Another important quality is distinctiveness (unless you’re naming a private-label product and want to strongly recall a more premium competitor). Great product names stand out from the competition. Consider the stylistic differences among the toothpaste brands Aim (very short English word), Colgate (family name), and Pepsodent (coinage of pepsin, an ingredient, + dent, “tooth” in Latin).
Like all names, product names should be succinct and easy to say and spell. For more on what makes a fantastic brand name, check out Catchword’s 10 Qualities of Great Brand Names.
There is no single right or wrong answer here. Many successful companies rely primarily on a strong company name (think Oracle or Cisco), with use of descriptors for most products. This approach is known as “branded house,” and a benefit is that marketing spend serves to reinforce the equity of the master/corporate brand.
A company like Procter & Gamble, on the other hand, relies on a “house of brands” approach, with strong product brands like Charmin, Olay, and Bounty. This approach allows for much more targeted messaging for each product name. And if any of these products fails, there is no impact on the parent brand.
The choice of branded house or house-of-brands—or something in-between—depends on many factors, including number of anticipated products, target markets, and marketing budget.
Every company larger than a local mom-and-pop needs a website and an appropriate domain name for it to live at.
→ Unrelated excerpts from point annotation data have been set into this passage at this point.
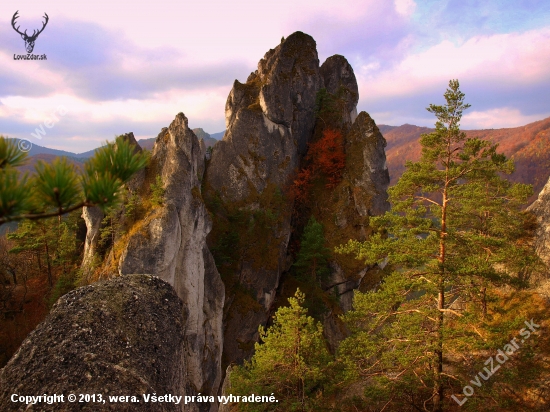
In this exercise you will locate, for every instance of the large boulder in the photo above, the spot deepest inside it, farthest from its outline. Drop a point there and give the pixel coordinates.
(170, 242)
(270, 120)
(125, 336)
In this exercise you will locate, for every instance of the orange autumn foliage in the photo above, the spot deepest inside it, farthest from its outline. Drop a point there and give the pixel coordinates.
(326, 159)
(327, 156)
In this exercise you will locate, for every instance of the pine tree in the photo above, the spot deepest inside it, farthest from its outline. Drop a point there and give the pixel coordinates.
(56, 188)
(291, 363)
(455, 232)
(312, 259)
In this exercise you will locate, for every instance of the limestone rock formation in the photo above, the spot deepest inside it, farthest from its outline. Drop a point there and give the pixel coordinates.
(92, 217)
(119, 337)
(270, 120)
(541, 208)
(339, 79)
(170, 242)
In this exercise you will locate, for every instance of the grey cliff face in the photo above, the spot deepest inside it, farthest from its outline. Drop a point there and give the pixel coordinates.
(339, 79)
(119, 337)
(541, 208)
(372, 178)
(171, 243)
(270, 121)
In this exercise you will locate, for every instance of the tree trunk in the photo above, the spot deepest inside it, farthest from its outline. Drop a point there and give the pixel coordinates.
(438, 384)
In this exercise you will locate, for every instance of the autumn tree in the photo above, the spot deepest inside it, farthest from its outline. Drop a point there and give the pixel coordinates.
(455, 232)
(292, 362)
(325, 163)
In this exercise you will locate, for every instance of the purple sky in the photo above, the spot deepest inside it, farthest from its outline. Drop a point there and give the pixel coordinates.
(119, 66)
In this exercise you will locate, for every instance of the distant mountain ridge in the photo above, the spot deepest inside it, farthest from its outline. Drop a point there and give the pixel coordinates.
(209, 140)
(528, 146)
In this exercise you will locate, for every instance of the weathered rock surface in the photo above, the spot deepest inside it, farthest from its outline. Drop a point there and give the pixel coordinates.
(170, 242)
(339, 79)
(124, 336)
(92, 217)
(270, 121)
(541, 208)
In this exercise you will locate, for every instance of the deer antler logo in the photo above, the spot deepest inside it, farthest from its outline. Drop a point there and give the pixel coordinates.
(29, 40)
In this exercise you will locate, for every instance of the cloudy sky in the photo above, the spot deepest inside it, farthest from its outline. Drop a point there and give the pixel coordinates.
(118, 66)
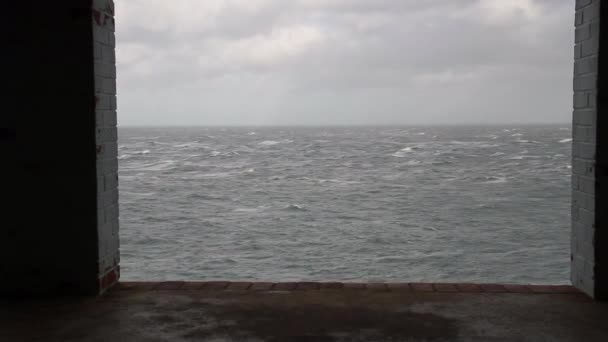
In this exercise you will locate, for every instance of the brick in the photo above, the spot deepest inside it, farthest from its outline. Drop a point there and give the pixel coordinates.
(169, 285)
(422, 287)
(289, 286)
(262, 286)
(216, 285)
(471, 288)
(582, 3)
(541, 288)
(585, 82)
(585, 65)
(445, 287)
(493, 288)
(239, 286)
(332, 286)
(355, 286)
(399, 287)
(136, 286)
(194, 285)
(377, 287)
(514, 288)
(307, 286)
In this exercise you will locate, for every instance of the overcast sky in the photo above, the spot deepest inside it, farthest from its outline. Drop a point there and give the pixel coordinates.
(316, 62)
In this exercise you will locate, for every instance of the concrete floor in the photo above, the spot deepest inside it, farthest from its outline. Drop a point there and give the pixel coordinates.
(142, 313)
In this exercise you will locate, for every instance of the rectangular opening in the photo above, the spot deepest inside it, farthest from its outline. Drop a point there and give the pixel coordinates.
(346, 142)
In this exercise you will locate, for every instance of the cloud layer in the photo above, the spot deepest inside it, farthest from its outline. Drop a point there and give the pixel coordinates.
(315, 62)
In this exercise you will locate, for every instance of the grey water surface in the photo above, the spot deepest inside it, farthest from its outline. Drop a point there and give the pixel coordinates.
(481, 204)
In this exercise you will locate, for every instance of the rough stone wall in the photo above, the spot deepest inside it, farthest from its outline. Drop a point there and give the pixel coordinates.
(104, 44)
(586, 169)
(58, 142)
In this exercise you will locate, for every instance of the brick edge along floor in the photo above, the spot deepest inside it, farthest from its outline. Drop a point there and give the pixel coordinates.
(337, 286)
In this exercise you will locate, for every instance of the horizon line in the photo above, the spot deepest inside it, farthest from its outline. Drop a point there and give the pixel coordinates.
(339, 125)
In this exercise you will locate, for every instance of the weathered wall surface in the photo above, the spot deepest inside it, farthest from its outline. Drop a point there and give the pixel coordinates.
(104, 44)
(58, 141)
(587, 166)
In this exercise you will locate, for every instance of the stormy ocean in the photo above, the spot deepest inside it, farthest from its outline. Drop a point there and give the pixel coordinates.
(480, 204)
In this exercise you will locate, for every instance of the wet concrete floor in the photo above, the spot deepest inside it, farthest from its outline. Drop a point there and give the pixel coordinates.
(142, 313)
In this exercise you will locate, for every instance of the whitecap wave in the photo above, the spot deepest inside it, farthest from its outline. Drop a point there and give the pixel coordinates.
(294, 207)
(269, 143)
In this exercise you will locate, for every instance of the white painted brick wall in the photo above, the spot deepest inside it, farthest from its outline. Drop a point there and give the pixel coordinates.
(586, 50)
(106, 136)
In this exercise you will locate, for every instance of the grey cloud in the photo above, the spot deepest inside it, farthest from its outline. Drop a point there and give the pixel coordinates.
(340, 62)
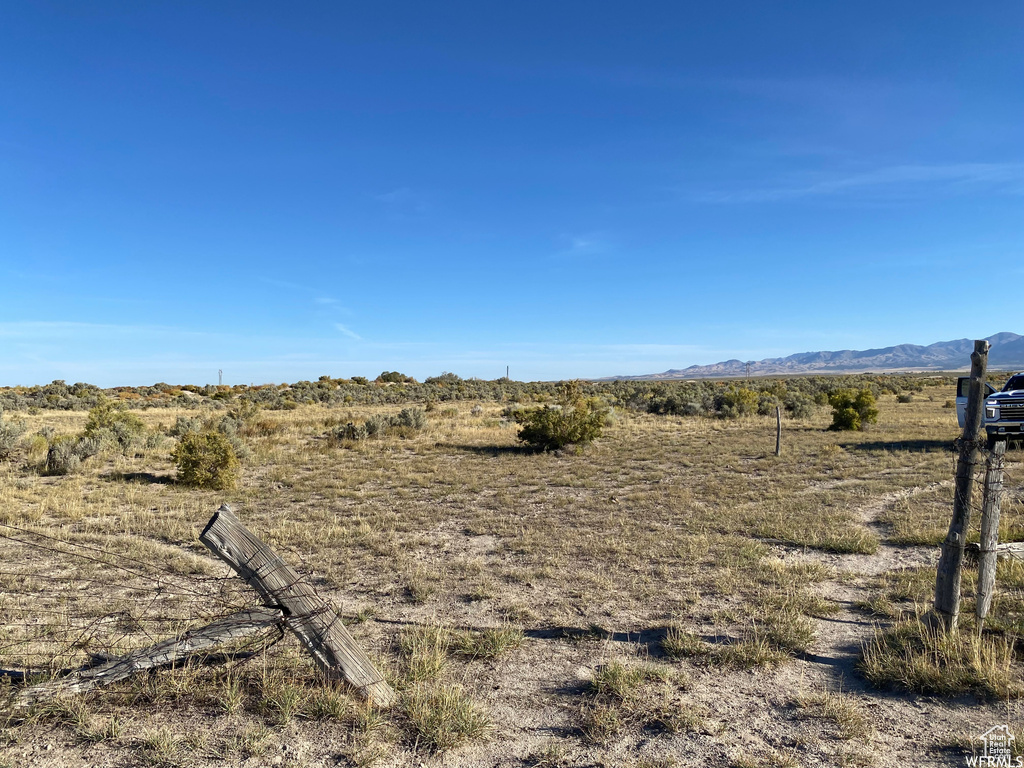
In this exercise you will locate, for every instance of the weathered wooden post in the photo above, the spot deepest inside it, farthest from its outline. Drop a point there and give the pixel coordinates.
(989, 530)
(947, 580)
(312, 620)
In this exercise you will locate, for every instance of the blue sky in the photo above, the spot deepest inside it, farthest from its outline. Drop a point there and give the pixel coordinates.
(572, 189)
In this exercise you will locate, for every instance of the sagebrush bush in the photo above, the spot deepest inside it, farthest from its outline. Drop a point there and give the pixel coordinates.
(62, 457)
(113, 425)
(574, 421)
(736, 401)
(10, 435)
(852, 410)
(184, 425)
(412, 418)
(206, 460)
(349, 431)
(409, 420)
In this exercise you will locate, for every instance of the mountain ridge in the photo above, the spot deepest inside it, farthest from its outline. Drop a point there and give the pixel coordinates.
(1007, 352)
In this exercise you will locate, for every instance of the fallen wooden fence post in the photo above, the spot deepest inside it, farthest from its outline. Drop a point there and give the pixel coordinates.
(166, 653)
(989, 530)
(312, 620)
(947, 578)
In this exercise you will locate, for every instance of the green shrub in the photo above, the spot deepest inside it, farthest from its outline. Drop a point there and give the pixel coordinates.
(393, 377)
(62, 457)
(348, 431)
(412, 418)
(736, 401)
(206, 460)
(10, 435)
(184, 425)
(800, 406)
(852, 410)
(574, 421)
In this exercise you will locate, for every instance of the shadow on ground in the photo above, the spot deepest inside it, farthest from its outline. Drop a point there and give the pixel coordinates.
(927, 446)
(140, 477)
(495, 450)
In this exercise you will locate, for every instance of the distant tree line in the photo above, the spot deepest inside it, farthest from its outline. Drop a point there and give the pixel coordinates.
(798, 395)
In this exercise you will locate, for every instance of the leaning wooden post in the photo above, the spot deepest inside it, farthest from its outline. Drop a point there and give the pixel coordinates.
(947, 578)
(312, 620)
(989, 530)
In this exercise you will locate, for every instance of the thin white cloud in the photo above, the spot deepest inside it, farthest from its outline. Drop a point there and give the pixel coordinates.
(585, 244)
(401, 195)
(348, 332)
(902, 180)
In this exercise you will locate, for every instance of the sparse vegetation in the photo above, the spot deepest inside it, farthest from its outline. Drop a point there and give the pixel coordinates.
(438, 529)
(852, 410)
(914, 656)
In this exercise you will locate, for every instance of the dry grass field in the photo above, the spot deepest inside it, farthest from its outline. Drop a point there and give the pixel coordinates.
(674, 595)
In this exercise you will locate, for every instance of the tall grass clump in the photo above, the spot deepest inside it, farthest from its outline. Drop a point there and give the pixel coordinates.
(913, 656)
(443, 716)
(111, 425)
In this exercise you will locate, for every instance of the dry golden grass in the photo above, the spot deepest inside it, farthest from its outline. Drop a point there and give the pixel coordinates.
(664, 521)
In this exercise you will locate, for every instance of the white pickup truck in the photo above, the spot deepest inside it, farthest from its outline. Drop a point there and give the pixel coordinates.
(1004, 416)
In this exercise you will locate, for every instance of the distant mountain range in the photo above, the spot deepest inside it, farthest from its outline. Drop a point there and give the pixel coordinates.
(1007, 353)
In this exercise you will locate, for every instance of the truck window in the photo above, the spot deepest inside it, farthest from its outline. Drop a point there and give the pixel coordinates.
(1016, 382)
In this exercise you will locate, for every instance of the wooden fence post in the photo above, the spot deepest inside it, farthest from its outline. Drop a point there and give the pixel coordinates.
(166, 653)
(312, 620)
(947, 579)
(989, 530)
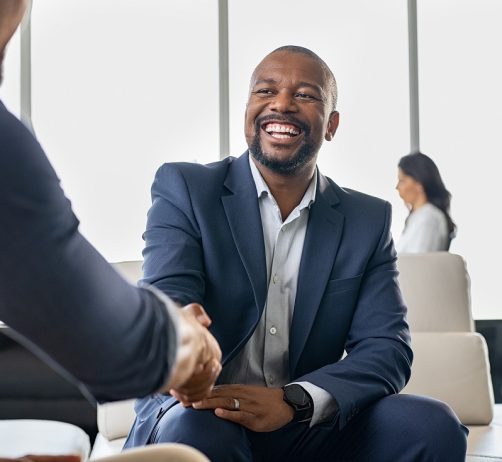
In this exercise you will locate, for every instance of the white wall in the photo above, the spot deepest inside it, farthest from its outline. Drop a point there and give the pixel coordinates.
(460, 72)
(120, 87)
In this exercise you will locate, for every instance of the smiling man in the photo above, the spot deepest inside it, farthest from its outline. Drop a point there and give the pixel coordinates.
(293, 270)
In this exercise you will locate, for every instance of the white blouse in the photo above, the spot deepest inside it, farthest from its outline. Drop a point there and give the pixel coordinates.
(426, 230)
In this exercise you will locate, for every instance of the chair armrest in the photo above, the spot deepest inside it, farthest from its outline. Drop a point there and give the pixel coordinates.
(453, 367)
(115, 419)
(172, 452)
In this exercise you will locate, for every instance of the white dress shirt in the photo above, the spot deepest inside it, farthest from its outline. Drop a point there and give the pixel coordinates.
(264, 360)
(426, 230)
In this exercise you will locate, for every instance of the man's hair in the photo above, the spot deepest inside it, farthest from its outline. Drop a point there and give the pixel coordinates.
(330, 78)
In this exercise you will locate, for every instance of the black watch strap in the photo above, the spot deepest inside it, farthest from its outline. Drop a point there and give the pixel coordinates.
(298, 398)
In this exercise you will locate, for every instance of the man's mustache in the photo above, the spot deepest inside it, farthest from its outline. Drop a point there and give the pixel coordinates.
(282, 118)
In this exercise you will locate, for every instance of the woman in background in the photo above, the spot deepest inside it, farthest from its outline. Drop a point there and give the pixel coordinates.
(429, 227)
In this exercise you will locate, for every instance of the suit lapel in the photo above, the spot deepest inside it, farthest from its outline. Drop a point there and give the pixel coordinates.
(322, 240)
(243, 215)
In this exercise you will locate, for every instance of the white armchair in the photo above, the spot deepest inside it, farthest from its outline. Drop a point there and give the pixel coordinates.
(451, 360)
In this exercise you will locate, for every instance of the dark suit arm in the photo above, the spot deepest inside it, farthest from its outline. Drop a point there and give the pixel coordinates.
(378, 361)
(63, 300)
(173, 259)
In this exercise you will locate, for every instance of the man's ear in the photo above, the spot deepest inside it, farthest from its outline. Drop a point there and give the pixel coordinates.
(334, 119)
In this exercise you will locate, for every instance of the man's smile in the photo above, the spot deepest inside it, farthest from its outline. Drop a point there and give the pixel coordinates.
(281, 130)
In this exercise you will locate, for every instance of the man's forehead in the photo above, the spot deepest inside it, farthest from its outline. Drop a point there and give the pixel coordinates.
(285, 62)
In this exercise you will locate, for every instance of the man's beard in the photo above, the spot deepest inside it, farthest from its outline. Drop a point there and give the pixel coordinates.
(290, 166)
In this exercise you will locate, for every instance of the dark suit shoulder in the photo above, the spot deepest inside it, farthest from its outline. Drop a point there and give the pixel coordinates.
(352, 198)
(206, 178)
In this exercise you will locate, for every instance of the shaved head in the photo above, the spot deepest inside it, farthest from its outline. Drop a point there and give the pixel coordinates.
(328, 74)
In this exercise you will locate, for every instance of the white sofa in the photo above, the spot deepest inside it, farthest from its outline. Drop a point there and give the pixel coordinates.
(451, 361)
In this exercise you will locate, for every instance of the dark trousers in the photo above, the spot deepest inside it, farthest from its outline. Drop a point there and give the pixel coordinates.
(397, 428)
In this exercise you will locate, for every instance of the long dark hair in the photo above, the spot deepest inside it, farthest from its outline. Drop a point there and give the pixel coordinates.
(423, 169)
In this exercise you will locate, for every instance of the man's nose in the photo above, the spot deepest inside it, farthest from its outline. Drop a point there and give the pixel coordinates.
(284, 102)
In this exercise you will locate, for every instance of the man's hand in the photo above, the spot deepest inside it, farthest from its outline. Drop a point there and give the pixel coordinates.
(198, 362)
(261, 409)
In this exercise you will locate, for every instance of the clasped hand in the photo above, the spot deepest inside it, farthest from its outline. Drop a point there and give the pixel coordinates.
(198, 361)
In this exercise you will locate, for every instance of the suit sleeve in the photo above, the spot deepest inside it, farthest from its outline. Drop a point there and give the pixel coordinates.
(378, 361)
(59, 295)
(173, 257)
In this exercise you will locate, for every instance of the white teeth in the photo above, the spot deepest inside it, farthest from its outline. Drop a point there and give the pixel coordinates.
(278, 128)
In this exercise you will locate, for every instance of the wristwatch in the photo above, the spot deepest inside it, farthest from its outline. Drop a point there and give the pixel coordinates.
(296, 396)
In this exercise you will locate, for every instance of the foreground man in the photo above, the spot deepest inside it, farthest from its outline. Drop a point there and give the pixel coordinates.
(66, 303)
(293, 270)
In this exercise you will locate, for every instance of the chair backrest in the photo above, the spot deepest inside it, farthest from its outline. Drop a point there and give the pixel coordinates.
(451, 361)
(131, 270)
(436, 289)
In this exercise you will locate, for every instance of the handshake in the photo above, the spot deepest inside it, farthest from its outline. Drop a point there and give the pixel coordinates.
(198, 359)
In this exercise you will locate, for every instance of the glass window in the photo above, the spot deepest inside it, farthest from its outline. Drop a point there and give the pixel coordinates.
(11, 86)
(460, 115)
(120, 87)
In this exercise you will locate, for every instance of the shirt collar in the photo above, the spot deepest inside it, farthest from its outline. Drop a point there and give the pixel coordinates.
(263, 189)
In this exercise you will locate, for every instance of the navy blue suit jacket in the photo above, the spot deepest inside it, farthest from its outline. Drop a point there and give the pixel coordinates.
(204, 243)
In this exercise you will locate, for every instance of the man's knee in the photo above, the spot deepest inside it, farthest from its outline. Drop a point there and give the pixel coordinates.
(218, 439)
(426, 429)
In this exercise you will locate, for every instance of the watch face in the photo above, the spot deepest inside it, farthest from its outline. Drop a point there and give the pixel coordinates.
(296, 394)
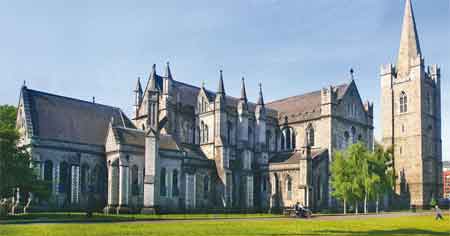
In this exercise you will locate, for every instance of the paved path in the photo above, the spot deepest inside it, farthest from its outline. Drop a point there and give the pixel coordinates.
(165, 221)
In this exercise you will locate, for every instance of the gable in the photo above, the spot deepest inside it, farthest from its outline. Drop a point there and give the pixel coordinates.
(71, 120)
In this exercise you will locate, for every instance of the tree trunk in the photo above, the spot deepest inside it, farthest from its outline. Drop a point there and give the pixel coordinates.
(345, 207)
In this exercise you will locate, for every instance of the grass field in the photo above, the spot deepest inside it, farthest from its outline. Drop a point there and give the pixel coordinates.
(402, 226)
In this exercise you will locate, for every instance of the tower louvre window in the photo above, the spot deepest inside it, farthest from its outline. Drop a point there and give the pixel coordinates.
(403, 102)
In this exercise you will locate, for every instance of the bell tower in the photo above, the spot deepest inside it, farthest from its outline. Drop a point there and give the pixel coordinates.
(411, 119)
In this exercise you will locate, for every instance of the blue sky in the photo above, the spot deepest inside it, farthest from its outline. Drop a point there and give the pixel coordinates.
(98, 48)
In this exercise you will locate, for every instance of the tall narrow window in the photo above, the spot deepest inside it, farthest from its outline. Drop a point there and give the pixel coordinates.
(346, 139)
(229, 132)
(48, 170)
(403, 102)
(353, 133)
(293, 139)
(84, 178)
(134, 180)
(162, 183)
(268, 139)
(205, 187)
(310, 136)
(288, 138)
(175, 191)
(202, 131)
(289, 188)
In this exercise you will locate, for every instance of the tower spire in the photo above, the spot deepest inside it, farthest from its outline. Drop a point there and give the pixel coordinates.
(221, 89)
(409, 41)
(243, 92)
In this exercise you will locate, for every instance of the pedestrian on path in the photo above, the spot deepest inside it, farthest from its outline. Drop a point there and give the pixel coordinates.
(438, 213)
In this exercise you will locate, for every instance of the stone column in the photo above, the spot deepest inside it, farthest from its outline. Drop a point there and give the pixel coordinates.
(123, 186)
(113, 185)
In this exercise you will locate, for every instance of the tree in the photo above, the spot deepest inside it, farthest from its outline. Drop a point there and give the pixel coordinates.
(7, 117)
(15, 161)
(361, 175)
(341, 178)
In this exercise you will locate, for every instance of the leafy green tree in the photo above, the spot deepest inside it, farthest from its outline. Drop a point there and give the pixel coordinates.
(7, 117)
(15, 161)
(361, 175)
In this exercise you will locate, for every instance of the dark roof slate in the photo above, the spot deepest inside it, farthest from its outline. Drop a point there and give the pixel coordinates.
(294, 157)
(68, 119)
(303, 107)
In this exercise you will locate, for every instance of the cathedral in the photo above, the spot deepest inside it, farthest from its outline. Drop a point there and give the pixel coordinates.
(411, 119)
(192, 149)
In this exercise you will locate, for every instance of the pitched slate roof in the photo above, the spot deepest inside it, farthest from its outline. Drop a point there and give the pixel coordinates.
(294, 157)
(68, 119)
(303, 107)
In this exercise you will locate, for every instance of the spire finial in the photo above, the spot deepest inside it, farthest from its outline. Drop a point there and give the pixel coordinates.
(243, 92)
(409, 41)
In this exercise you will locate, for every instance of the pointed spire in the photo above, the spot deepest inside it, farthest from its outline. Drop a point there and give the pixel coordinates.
(221, 89)
(409, 42)
(260, 96)
(243, 92)
(152, 79)
(168, 73)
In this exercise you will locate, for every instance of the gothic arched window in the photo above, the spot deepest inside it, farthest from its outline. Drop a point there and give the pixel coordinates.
(310, 136)
(64, 178)
(98, 179)
(48, 170)
(175, 191)
(268, 139)
(403, 102)
(229, 132)
(202, 131)
(205, 187)
(353, 133)
(206, 133)
(162, 183)
(346, 139)
(84, 178)
(287, 136)
(289, 188)
(134, 180)
(429, 103)
(293, 139)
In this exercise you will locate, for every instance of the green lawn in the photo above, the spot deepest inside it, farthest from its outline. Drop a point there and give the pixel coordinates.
(81, 217)
(403, 226)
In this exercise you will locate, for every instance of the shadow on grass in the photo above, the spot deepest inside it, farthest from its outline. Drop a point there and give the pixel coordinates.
(400, 232)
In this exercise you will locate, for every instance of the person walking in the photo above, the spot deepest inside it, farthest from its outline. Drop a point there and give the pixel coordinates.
(438, 213)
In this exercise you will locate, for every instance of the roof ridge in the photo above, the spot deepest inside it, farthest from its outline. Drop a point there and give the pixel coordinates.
(303, 94)
(71, 98)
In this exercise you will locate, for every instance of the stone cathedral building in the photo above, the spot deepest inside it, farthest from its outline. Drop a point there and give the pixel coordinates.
(188, 147)
(411, 117)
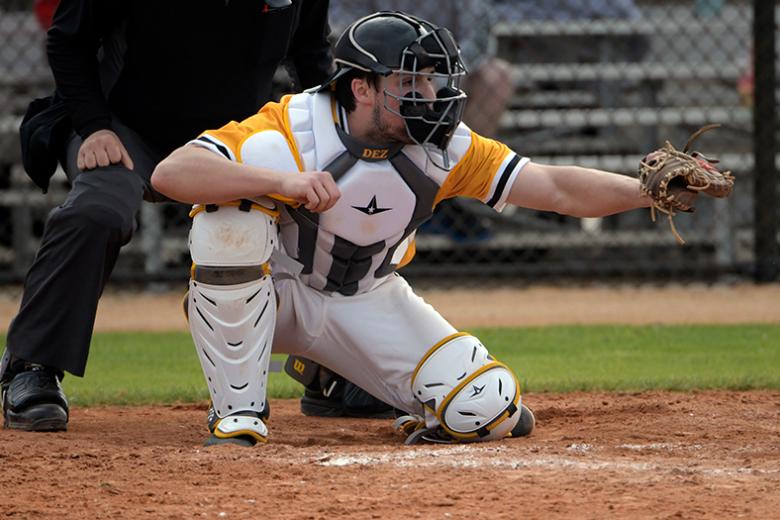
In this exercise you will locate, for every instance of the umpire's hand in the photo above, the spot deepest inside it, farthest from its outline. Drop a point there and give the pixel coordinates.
(102, 149)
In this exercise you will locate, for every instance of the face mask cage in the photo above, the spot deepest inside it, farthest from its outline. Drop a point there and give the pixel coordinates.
(431, 121)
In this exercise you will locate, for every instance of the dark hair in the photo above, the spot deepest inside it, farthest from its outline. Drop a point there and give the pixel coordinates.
(344, 86)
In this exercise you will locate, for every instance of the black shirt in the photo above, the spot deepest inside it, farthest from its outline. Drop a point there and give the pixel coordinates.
(187, 65)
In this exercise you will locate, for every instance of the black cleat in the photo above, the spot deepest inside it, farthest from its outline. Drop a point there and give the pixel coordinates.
(33, 400)
(244, 428)
(525, 425)
(347, 400)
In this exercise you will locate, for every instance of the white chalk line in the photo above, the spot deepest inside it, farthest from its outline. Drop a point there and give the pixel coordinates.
(491, 457)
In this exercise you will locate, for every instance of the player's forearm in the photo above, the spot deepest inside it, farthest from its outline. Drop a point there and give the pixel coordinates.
(195, 175)
(589, 192)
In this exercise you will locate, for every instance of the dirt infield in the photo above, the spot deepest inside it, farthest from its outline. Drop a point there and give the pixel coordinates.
(649, 455)
(593, 455)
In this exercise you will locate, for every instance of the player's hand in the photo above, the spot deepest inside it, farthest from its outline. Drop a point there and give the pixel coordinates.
(317, 191)
(102, 149)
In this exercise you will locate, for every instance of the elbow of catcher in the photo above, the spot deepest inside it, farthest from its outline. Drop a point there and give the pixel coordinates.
(164, 179)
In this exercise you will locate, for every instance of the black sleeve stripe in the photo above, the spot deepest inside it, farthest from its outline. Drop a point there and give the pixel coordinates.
(221, 148)
(503, 180)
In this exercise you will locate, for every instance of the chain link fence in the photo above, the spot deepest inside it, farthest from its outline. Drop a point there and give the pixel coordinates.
(596, 83)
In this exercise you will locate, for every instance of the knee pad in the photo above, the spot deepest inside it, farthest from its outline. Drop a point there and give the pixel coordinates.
(233, 234)
(232, 304)
(471, 395)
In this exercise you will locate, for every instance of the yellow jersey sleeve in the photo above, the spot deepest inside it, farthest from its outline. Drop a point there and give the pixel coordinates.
(229, 140)
(486, 172)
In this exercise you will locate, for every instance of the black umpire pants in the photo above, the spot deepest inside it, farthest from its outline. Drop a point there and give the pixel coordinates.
(78, 251)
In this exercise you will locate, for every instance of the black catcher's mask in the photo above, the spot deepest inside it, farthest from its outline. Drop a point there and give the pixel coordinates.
(388, 42)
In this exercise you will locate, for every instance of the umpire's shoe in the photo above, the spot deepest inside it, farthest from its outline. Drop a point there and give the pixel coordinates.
(33, 399)
(245, 428)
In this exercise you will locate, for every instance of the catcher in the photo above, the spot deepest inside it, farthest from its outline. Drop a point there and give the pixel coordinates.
(672, 178)
(305, 211)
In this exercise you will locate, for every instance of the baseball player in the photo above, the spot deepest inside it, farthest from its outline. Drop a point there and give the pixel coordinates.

So if you are naming or renaming a company, you will definitely need a domain name, though it doesn’t have to be the same as your company name.
Companies naming a new product or service can usually use their existing domain and just add a subpage (apple.com/iphone). The exception is when the product name rather than the company name is how you expect your audience to find you, as is often the case with consumer goods (we shop for Febreze, not Procter & Gamble products, so customers visit febreze.com for information about that product.)
The exact .com domain name is not a must these days unless you are an industry leader or blue-chip company (needing the stature of a .com), expect to do business primarily through online sales, or advertise a lot on TV or radio (where it may help to have a memorable address like shamwow.com). Most people will click a link or use search to get to your site rather than type in an address.
If the exact .com isn’t available, don’t panic! The truth is, most short domains have already been registered. Assuming you’re not able to negotiate a reasonable purchase price, there are several ways to create a great domain name.
Using a descriptor (a word that tells what you do) is a great way to find an available domain name. We did it (catchwordbranding.com), and it works perfectly for us. You can also use a call to action, tagline, search term, or other phrase for your website. For example, health-insurance company Oscar lives at hioscar.com, presumably because oscar.com is owned by the Academy Awards, and City National Bank uses bankatcity.com because a Canadian bank already had cnb.com and citynationalbank.com.
At the beginning of the name-development process, we determine whether an exact .com is a high priority for you. If it is, we recommend name styles that are more likely to be available, such as coinages or multi-word names, unless you have the budget, desire and grit to secure a real-word domain. Preliminary screening will provide an idea of what domains are available, and we will advise you accordingly.
If you absolutely need a .com, you may wish to turn to The Catchword Accelerator, our collection of premium brandable domains, perfect for new companies with a short timeline to market.
Catchword assembles a group of linguistic experts, three per language, who live in the target countries, speak the languages natively, and are also fluent in English. We present them with an objective survey about the name candidates, and then collate and analyze the data. The deliverable is an actionable report that allows you to quickly identify potential issues with names, along with our recommendation about which names are worth pursuing.